We see Mars through Los's dreams. He dreams of a world which is ancient and totalitarian. Its a Tsarist set up with the workers imprisoned in the lower sections of the planet and with the upper classes lolling about in the top areas of Mars. In particular an aristocratic council of Elders led by Tuskub, ruler of Mars, dominates the planet as against the sexy and impotent Queen Aelita. Los dreams that Aelita sees him through a newly discovered telescope and longs to kiss him. He also dreams of going to Mars and finding her and kissing her. These dreams, I don't think are supposed to be taken for reality. They are symbolic. Los is dreaming of escaping his good proletarian marriage, fleeing to another woman who embodies luxury and wealth. Whenever you see Aelita, its hard not to think of Calypso or Circe. But the point about Aelita is that she remains a prisoner of the old world- she remains a master and as Gussev says to Los, she remains a master. No matter what Los's dreams of romantic unity with her, he has to compromise between his relationship with Aelita and his integrity as a Communist. Ultimately Los has to realise that it is Aelita he needs to kill, she is the bourgeoise part of him, the bourgeoise part of Natasha and after killing her in his mind, he is able to return to Natasha in the flesh and throw away his dreams and start to build Russia.

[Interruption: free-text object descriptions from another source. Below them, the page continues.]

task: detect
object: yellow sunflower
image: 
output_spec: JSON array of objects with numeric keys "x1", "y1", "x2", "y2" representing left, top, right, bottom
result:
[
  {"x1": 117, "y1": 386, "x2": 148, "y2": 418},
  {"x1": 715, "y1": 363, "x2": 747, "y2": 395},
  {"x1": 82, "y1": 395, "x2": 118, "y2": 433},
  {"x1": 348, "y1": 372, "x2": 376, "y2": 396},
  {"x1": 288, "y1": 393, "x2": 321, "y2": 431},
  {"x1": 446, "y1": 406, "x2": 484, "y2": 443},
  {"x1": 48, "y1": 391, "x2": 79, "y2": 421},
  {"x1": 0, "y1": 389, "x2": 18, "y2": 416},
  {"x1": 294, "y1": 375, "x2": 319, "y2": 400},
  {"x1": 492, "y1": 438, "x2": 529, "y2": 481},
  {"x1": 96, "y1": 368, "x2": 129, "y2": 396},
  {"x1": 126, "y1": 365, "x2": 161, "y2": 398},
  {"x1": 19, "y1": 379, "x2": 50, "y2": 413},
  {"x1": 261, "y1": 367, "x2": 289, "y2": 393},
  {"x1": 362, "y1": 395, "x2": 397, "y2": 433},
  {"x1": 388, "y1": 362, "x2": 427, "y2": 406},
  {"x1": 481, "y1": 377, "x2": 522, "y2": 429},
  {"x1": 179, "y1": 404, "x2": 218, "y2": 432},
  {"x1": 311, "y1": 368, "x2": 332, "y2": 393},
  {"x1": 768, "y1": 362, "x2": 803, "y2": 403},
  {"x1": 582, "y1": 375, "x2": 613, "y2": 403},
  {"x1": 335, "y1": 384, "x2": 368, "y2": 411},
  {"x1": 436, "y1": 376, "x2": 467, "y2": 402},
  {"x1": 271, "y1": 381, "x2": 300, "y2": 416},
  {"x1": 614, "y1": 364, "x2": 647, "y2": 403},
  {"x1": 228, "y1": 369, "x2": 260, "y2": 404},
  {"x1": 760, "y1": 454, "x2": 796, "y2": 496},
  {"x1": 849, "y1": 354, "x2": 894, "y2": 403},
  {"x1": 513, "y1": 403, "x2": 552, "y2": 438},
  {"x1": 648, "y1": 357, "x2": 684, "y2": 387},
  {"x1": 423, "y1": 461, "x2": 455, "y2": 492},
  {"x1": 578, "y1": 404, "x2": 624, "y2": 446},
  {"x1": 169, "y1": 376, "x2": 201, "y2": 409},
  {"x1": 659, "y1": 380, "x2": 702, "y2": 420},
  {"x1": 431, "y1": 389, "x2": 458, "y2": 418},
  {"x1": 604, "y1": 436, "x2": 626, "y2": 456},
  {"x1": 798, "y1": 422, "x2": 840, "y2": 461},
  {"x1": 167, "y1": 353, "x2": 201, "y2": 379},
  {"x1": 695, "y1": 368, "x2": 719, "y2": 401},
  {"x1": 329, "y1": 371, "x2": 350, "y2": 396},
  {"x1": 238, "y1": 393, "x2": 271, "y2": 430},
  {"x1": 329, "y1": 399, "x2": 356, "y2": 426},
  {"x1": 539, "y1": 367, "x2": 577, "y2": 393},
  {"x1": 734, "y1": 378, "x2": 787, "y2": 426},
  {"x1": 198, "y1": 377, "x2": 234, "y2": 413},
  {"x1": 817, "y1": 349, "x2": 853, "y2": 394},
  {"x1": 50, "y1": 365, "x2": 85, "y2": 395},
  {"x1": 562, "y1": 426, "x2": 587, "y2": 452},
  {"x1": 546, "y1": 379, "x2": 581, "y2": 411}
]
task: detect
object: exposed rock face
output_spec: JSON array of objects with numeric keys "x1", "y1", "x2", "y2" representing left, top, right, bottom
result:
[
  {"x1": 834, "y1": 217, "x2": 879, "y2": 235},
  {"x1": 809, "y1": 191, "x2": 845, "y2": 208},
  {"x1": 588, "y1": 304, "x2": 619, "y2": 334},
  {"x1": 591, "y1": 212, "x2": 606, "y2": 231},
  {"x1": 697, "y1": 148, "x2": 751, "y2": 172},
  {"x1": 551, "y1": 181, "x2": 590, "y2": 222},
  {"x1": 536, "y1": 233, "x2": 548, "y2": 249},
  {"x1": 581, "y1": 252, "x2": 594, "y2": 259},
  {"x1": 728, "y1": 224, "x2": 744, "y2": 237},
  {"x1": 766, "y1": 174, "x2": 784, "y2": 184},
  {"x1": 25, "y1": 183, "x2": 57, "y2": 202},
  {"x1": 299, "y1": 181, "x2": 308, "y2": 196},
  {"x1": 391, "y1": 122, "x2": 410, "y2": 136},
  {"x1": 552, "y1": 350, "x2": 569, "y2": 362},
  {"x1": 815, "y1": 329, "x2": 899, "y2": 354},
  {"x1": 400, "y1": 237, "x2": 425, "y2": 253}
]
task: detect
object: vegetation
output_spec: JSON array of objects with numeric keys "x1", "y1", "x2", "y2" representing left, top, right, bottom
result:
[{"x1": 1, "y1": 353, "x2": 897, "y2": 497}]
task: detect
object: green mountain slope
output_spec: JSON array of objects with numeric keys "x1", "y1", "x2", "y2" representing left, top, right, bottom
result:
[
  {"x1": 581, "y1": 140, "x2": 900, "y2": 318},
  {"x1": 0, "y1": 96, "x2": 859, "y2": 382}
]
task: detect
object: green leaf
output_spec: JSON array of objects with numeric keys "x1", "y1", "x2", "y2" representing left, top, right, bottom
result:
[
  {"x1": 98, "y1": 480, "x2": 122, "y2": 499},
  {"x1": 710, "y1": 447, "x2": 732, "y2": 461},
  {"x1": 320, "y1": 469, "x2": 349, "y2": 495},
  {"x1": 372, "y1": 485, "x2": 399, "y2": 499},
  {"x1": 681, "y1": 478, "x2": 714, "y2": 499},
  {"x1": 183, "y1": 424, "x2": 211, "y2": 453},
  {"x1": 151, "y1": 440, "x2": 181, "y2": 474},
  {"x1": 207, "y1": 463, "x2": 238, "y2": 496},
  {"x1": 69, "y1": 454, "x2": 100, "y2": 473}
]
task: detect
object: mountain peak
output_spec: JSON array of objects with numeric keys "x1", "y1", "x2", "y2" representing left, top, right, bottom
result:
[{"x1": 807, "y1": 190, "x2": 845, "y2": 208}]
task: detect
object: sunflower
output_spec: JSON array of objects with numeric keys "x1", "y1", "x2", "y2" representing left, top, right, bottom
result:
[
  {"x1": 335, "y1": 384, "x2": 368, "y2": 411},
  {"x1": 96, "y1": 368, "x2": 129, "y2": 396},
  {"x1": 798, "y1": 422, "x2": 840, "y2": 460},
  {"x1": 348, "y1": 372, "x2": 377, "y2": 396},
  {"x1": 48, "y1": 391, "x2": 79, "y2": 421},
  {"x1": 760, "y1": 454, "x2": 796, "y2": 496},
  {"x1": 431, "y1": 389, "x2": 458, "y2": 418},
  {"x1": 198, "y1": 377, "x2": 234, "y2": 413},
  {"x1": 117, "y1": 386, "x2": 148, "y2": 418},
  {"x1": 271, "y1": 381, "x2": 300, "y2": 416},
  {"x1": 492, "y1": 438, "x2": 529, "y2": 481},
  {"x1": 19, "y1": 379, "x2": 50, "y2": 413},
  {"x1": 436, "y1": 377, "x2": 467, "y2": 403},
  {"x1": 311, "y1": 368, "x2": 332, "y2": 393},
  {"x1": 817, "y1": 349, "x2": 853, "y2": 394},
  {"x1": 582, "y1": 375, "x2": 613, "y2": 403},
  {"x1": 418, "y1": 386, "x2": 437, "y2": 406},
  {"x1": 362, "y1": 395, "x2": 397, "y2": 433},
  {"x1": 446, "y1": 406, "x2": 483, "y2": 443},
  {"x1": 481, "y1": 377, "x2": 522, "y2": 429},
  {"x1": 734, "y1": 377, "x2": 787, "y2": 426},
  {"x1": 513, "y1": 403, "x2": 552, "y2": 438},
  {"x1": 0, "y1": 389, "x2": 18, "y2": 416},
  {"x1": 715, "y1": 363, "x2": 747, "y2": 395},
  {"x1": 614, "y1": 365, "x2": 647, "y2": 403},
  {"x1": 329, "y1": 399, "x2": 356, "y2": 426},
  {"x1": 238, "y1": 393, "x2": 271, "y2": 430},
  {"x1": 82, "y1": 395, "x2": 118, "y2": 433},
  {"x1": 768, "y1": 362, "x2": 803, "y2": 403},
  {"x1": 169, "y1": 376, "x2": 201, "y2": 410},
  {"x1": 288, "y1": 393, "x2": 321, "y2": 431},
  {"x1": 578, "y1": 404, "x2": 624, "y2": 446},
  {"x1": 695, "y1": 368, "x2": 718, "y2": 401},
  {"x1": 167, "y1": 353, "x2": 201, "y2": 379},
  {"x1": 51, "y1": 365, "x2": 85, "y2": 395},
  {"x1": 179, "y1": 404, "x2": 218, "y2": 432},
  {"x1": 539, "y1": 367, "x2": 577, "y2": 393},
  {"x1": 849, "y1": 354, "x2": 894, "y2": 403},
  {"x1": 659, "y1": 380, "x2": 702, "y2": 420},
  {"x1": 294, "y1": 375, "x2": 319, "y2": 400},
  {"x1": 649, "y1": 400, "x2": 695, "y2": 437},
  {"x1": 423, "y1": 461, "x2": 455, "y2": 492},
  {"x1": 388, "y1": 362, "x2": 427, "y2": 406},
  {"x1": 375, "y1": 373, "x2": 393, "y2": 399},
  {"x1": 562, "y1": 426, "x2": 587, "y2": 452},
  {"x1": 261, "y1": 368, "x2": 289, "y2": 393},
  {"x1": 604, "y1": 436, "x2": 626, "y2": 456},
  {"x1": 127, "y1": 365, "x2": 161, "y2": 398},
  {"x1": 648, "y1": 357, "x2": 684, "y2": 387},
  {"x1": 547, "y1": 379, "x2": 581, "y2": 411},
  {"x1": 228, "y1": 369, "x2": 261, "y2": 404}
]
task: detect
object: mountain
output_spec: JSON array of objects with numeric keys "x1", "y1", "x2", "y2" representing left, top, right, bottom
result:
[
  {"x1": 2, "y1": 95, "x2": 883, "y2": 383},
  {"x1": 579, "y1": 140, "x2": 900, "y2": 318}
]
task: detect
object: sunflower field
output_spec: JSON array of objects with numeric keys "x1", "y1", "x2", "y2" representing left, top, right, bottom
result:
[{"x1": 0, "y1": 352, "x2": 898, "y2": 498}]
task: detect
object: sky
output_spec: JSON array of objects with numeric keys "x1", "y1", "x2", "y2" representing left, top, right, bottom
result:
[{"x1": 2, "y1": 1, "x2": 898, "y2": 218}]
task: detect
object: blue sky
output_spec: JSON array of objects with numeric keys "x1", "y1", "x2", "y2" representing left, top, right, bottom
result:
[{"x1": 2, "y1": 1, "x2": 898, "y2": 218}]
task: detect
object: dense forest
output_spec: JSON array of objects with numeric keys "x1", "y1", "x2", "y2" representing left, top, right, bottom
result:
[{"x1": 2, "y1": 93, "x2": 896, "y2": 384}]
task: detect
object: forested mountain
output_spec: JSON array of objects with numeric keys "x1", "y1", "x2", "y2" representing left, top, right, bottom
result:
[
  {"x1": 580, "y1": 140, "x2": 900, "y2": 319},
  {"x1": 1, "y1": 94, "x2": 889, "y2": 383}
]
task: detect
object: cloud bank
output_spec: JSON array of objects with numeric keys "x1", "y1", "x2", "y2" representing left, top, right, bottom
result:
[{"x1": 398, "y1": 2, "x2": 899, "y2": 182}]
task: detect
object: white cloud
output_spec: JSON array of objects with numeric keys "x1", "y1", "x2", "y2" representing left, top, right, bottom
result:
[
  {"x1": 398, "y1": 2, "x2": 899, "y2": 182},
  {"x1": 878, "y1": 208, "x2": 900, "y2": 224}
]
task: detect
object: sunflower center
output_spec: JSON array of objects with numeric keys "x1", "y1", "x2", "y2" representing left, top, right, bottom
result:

Some critics see Aelita as a non-communist film: its an attitude which has some legitimacy as many critics in the 1920s viewed the film as a bourgeoise film. My reading of the film though is that it is profoundly communist. This is a film in which the only basis for a good society and a good relationship is to be a good soviet citizen. The critics are right that Aelita may be more effective propaganda because it strives to implicate the entire structure of life- the relationships between men and women in particular into this vision of soviet citizenship. Ultimately the Ehrlich's marriage is a bourgeois thing of deceit based on materialism, the marriage of Gussev and Masha can only be disturbed by his desire to serve the community and Los's marriage to Natasha is threatened by evil capitalist forces. What Aelita represents is therefore the domestication of communism within Russia- its disassociation from feminist forces for example- but possibly it works better because it isn't just a political tract: it may be a fable about space travel to Mars and the creation of a Soviet Martian republic, but odd as it may sound its also a socially realistic fable!